Beneath any vindication of Mr. Teitiota's claim lies another acceptance: that of responsibility for the contribution by the developed economies and multinational corporations to environmental conditions resulting in storm surge, flooding and water contamination, community dislocation, and, in such cases as Kiribati, the probable collapse of a nation. It is facile to deny the link between certain human behaviors, economic policies, corporate actions and changing climate, to ignore the arguments and evidence of responsible science, and to argue that the energy demands of the larger world and its growth and consumption-based economies are far more important than the life of one man, or even one insignificant country. Tell that to the residents of New Orleans post-Katrina or the devastated homeowners along the New Jersey and New York shoreline post-Sandy and you may find angry pushback from those citizens of the developed world seeking compensation for the destruction not just of property but also of their lives.

These events are not going away: Last month, super typhoon Haiyan struck the central Philippines with unprecedented strength, leaving almost 6,000 dead and millions displaced. Entire villages were destroyed, entire livelihoods, entire families -- a tragedy that joins other perhaps lesser events with equal, terminal impact on those affected. But think also what this leaves behind, what faces the survivors in the form of reconstruction of buildings, infrastructure, occupation, food supply, local and regional economy, and the critical water and health needs of the area. Millions are left behind, and why would we not expect them to migrate to higher ground, safer communities, new opportunities for themselves and their families. Many of these will become refugees, not from war and politics, but from the consequence of climate change.

The New Zealand judge cited the United Nations Refugee Convention in his decision, stating that Mr. Teitiota did not meet the "fear of persecution" criterion that is central to the UN definition. But is not fear of persecution by circumstances already demonstrated, or by a high probability of similar destruction, reason for seeking an alternative status in a safer place? Especially when the situation is known for both its cause and its inevitable effect and the victims have no defense against the indifference of the perpetrators? And is it only the numbers that matter? Must the destruction be measured only in massive political disruption? Or gross national product? Or vast economic loss? Or untenable cost of reconstruction? Or numbers of people killed or driven from their homes, never to return? Must it be millions? More? Or does the life of one man stand for us all?

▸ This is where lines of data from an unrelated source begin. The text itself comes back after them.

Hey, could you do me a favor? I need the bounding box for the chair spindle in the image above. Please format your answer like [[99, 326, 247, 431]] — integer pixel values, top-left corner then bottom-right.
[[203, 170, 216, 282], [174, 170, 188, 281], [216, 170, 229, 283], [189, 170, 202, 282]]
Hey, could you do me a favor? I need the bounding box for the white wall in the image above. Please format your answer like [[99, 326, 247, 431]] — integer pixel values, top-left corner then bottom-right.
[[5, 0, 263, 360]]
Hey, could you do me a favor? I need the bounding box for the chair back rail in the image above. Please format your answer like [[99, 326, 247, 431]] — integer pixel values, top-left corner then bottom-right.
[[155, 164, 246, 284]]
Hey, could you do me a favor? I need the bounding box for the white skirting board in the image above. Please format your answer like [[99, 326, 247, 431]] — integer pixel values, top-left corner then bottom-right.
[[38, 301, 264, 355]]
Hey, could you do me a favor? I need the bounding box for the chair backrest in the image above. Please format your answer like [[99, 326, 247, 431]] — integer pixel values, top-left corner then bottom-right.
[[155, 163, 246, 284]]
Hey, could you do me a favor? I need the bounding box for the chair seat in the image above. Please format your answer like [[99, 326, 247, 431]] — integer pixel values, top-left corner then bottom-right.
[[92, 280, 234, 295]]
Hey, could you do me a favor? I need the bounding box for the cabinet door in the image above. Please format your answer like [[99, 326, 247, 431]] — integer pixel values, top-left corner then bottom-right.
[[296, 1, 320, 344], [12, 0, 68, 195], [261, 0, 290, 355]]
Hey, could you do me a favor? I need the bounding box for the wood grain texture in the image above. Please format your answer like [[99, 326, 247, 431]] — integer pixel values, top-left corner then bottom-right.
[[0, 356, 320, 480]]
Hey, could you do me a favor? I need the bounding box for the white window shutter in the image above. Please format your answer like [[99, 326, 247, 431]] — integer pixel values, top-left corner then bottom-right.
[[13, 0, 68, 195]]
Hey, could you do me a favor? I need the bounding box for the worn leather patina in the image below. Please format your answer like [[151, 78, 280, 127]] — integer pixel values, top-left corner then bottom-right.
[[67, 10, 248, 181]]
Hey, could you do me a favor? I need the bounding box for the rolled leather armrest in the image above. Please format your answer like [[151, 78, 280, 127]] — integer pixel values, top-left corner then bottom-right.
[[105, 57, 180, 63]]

We are responsible. We fight to little end over the stupidest things while we deny responsibility for our own actions and ignore the consequence of climate inaction with righteous indifference. Often, on the weekly radio program, World Ocean Radio, I mention the question we all ask when faced with these large, disturbing questions: What can I, just one person, do? The issues are so enormous, and my actions so insignificant.

I give you Ionae Teitiota, whose "unconvincing" and "novel" court case captured the attention of the world. I hope he appeals, and that the environmental NGOs and legal defense organizations cleave to his argument, and that all of us, in some way, file "friend of the court" opinions that indicate our concern that this matter deserves a different decision, not just for Mr. Teitiota but as means to address who and how he, and all other such refugees, now and certainly to come, will be treated and protected legally as a result of our failure to act. The November climate change meeting in Warsaw, despite some advances in a tortured process, offered little hope that the issues and disagreements will be resolved with any dispatch. Thus, the precedent matters, perhaps as means by which those responsible should be held accountable. We know who they are, the arguments they use to evade accountability and governance, and the threat they sustain -- making climate refuges of us all.